In recent years, several studies[46–48]have been dedicated to establishing prognostic signatures related to hypoxia in HNSCC patients using the TCGA database. However, our study employed distinct approaches, such as multi-dataset validation, multi-algorithm for immune infiltration analysis, combined clinicopathological features of patients, clinical sample validation, etc.

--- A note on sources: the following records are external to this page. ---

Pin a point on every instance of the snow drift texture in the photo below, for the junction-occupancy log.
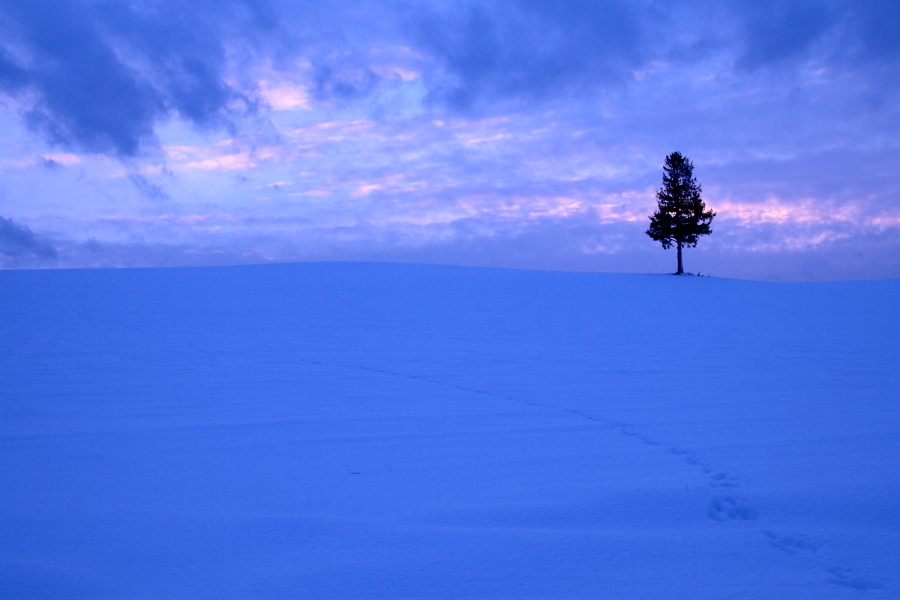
(396, 431)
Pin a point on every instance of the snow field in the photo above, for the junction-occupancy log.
(400, 431)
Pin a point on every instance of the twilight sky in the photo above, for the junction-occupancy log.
(519, 133)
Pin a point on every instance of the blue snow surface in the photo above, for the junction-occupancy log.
(394, 431)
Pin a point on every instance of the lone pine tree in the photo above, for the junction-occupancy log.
(680, 217)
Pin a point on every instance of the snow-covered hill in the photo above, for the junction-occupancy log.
(399, 431)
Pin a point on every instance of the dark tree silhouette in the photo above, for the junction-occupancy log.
(681, 217)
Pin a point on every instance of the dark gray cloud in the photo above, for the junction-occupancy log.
(105, 72)
(18, 242)
(531, 49)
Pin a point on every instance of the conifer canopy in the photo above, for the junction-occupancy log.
(681, 216)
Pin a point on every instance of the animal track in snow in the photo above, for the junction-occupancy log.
(725, 508)
(792, 543)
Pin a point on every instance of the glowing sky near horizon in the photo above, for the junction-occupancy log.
(524, 133)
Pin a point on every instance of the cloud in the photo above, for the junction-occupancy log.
(19, 244)
(97, 76)
(530, 49)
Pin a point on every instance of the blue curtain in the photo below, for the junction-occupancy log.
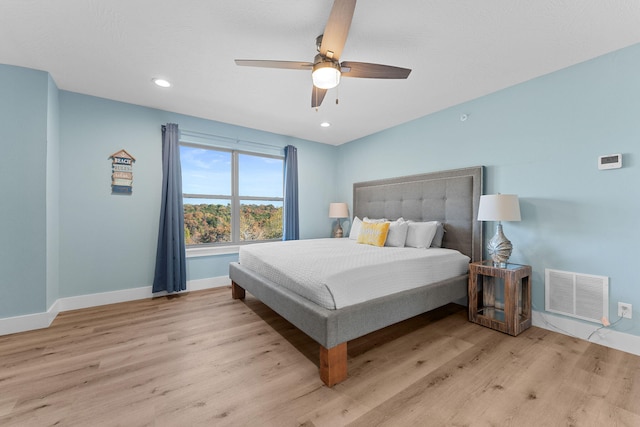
(291, 222)
(171, 272)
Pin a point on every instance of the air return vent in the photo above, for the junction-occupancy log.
(582, 296)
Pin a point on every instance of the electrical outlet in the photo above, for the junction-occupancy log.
(624, 310)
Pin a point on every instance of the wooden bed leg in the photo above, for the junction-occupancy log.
(333, 364)
(237, 292)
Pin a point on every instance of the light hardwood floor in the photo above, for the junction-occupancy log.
(207, 360)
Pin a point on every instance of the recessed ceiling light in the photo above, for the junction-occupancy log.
(161, 82)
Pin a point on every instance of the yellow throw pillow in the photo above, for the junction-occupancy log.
(373, 234)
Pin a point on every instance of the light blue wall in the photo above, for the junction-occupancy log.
(540, 140)
(23, 222)
(108, 242)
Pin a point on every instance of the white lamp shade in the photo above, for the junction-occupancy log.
(499, 207)
(338, 210)
(325, 75)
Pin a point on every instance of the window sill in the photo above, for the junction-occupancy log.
(212, 250)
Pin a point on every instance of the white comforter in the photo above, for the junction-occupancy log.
(336, 273)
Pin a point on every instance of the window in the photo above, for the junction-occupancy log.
(230, 196)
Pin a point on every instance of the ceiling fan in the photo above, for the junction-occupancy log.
(326, 68)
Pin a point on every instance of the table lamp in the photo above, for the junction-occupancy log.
(339, 211)
(499, 207)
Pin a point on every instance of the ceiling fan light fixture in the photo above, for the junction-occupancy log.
(326, 75)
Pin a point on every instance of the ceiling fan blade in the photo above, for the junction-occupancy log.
(317, 95)
(373, 71)
(290, 65)
(337, 28)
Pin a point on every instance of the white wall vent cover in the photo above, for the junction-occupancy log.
(582, 296)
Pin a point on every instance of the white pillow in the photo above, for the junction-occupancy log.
(397, 233)
(420, 234)
(355, 228)
(437, 239)
(375, 221)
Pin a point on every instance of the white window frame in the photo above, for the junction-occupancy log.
(219, 248)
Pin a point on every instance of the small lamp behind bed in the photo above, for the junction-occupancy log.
(499, 207)
(339, 211)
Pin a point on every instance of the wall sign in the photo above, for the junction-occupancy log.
(122, 172)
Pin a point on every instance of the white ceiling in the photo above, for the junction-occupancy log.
(458, 51)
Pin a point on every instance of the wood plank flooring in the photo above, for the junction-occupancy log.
(204, 359)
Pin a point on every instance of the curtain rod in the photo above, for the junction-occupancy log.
(210, 136)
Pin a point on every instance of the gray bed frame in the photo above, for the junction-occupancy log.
(449, 196)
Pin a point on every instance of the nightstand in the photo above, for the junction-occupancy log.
(500, 298)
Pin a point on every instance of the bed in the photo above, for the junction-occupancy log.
(451, 197)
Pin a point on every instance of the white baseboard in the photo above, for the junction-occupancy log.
(29, 322)
(606, 336)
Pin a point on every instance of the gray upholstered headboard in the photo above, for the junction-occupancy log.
(449, 196)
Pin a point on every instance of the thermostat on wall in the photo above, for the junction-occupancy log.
(610, 161)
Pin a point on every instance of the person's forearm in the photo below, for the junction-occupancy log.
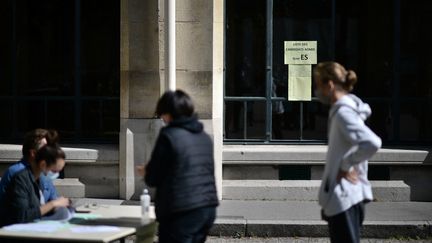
(46, 208)
(362, 152)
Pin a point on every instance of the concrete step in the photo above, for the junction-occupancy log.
(302, 219)
(70, 188)
(303, 190)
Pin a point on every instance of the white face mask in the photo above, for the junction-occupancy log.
(51, 175)
(326, 100)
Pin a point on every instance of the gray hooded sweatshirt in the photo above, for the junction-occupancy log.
(350, 144)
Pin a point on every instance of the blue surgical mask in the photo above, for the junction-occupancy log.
(52, 176)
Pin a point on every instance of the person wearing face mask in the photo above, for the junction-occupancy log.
(345, 186)
(33, 141)
(181, 168)
(25, 201)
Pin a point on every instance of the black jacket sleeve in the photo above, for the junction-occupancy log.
(22, 207)
(156, 169)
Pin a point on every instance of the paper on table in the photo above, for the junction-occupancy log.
(86, 216)
(61, 213)
(41, 227)
(93, 229)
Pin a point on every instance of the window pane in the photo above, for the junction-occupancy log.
(6, 48)
(100, 44)
(111, 121)
(61, 117)
(6, 122)
(300, 20)
(381, 120)
(30, 115)
(315, 117)
(365, 43)
(416, 64)
(251, 113)
(44, 47)
(100, 119)
(245, 48)
(415, 121)
(285, 120)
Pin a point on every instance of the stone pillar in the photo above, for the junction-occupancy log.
(199, 46)
(140, 89)
(217, 84)
(199, 51)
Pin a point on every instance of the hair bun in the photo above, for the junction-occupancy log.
(350, 80)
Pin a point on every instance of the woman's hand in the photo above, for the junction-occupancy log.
(351, 176)
(61, 202)
(140, 170)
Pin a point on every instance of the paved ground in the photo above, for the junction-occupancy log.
(304, 240)
(265, 221)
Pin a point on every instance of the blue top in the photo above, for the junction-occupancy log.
(45, 184)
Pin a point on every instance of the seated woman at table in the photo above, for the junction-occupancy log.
(24, 199)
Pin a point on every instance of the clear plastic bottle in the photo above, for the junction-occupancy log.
(145, 207)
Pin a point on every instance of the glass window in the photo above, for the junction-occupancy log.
(44, 48)
(58, 59)
(385, 43)
(415, 49)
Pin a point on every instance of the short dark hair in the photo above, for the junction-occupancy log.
(176, 103)
(32, 139)
(50, 154)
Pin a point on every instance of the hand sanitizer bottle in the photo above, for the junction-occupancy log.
(145, 207)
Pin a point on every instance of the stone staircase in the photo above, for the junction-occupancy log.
(293, 173)
(304, 190)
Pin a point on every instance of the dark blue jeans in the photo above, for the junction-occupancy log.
(187, 227)
(345, 227)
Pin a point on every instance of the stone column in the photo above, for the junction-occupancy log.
(140, 89)
(199, 51)
(217, 84)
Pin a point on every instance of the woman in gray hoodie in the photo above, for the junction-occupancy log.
(345, 186)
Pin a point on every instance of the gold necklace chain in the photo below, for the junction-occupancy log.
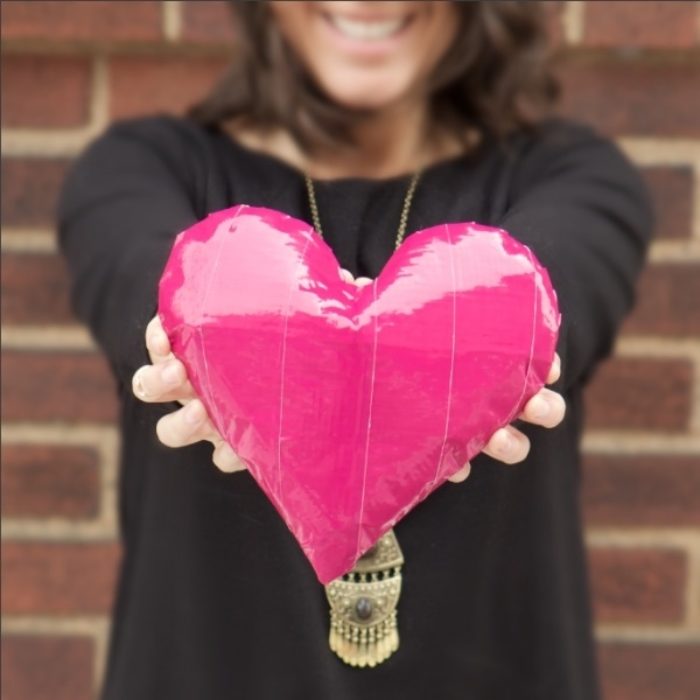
(364, 624)
(403, 219)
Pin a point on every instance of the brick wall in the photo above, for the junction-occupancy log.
(70, 67)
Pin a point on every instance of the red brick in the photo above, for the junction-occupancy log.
(638, 585)
(35, 289)
(650, 671)
(58, 578)
(149, 84)
(661, 24)
(47, 668)
(672, 191)
(638, 98)
(76, 20)
(54, 386)
(38, 91)
(641, 394)
(30, 189)
(207, 22)
(667, 301)
(659, 490)
(40, 481)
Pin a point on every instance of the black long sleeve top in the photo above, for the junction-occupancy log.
(215, 598)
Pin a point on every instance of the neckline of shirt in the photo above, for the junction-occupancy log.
(467, 158)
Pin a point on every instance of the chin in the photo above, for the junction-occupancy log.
(365, 94)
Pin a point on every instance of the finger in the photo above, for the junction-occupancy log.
(508, 445)
(461, 475)
(157, 342)
(226, 459)
(186, 426)
(545, 408)
(165, 382)
(554, 370)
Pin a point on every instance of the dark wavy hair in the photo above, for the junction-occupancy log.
(496, 77)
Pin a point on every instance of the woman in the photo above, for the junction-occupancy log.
(328, 114)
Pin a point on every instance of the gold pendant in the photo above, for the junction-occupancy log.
(363, 630)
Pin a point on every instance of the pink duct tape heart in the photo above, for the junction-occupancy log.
(351, 405)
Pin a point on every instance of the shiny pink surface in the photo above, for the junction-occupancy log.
(350, 405)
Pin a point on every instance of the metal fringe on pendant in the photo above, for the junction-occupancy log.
(364, 630)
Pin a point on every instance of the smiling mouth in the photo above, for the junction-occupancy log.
(368, 30)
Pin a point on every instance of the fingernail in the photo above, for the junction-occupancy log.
(540, 408)
(160, 340)
(506, 442)
(139, 388)
(170, 374)
(193, 413)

This study is based on database data mining and preliminary qPCR experimental validation, which still has some limitations. Firstly, the limited sample size may lead to selection bias. To make the results more stable, more clinical cases should be further included to carry out large sample studies. Secondly, this study verified the expression trend of 8 HAGs at transcript level between tumor and normal tissues, as well as between high and low risk groups based on qPCR. Whether there is a corresponding trend at the protein level needs further study. In addition, for better clinical application value, large-sample multi-center clinical trials and prospective studies are still needed to confirm the prognostic predictive value of the diagnostic model. Finally, functional and mechanism studies of the identified hypoxia-related genes in HNSCC may also be new directions.

Conclusions

We have developed a risk model based on 8 HAGs to predict prognosis in HNSCC patients. Additionally, we developed a nomogram which showed better predictive performance than the risk score and clinical characteristics. Our findings suggest that the HAGs-based risk model has important value in prognostic prediction and clinical decision making in HNSCC.